Monday, October 5, 2015

Working with Students "Second Experience"

Several years ago I served on a committee to pick students for summer ministry assignments. I read about 100 students' spiritual story or testimony. At least 80% of them said something like, "I became a Christian or joined the church or went forward, or prayed a prayer when I was 8, 9, or 10.....but then when I was 18, 19, or 20.."

They would go on to describe a second experience. Some would say, "I re-dedicated my life." Others would say, "I really became a Christian.".

Through the years I have had this conversation with an untold number of students. How do you handle it? How do you treat it? First of all, I think it is important and we should never take it lightly. I have sometimes called this decision the "Discipleship Decision". It was when a child's faith became an adult's faith. Obviously, there are those who went forward in a church service just because everyone else in their group was and made no spiritual decision. But, that is not true of all of them.

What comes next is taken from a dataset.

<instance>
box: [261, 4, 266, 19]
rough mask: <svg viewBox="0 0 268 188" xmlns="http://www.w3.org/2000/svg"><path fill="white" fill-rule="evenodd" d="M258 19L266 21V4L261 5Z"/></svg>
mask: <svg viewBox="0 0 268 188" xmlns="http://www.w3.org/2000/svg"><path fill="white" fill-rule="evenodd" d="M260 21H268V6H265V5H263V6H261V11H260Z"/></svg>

I believe you celebrate this decision with them and in the end you must label it whatever they label it...re-dedication or a salvation experience. But, I think it is important to say, ok; now where do you go from here? What does this mean for you?

I am aware of some College Ministries who when a student comes to them wrestling with such an issue that they simply say the student should pray the prayer of salvation to be sure. And, they count them as a salvation. I think that is dishonest and unfair to the student in working through their experience. For many I have worked with, they had genuinely come to know the Lord very young and were now understanding and wanting to accept the fuller implications of that decision. That needs to be affirmed and helped.

I like the passage at the end of the "Woman at the Well Story". "We no longer believe just because of what you said, now we have heard for ourselves and we know that this man really is the Savior of the world.". John 4:42
I think this describes many students who believed because godly parents or Youth leaders told them, but now they have owned it as an adult. Yet, there are those who just held up their hand or signed a card. We must help all of them work out their salvation "with fear and trembling".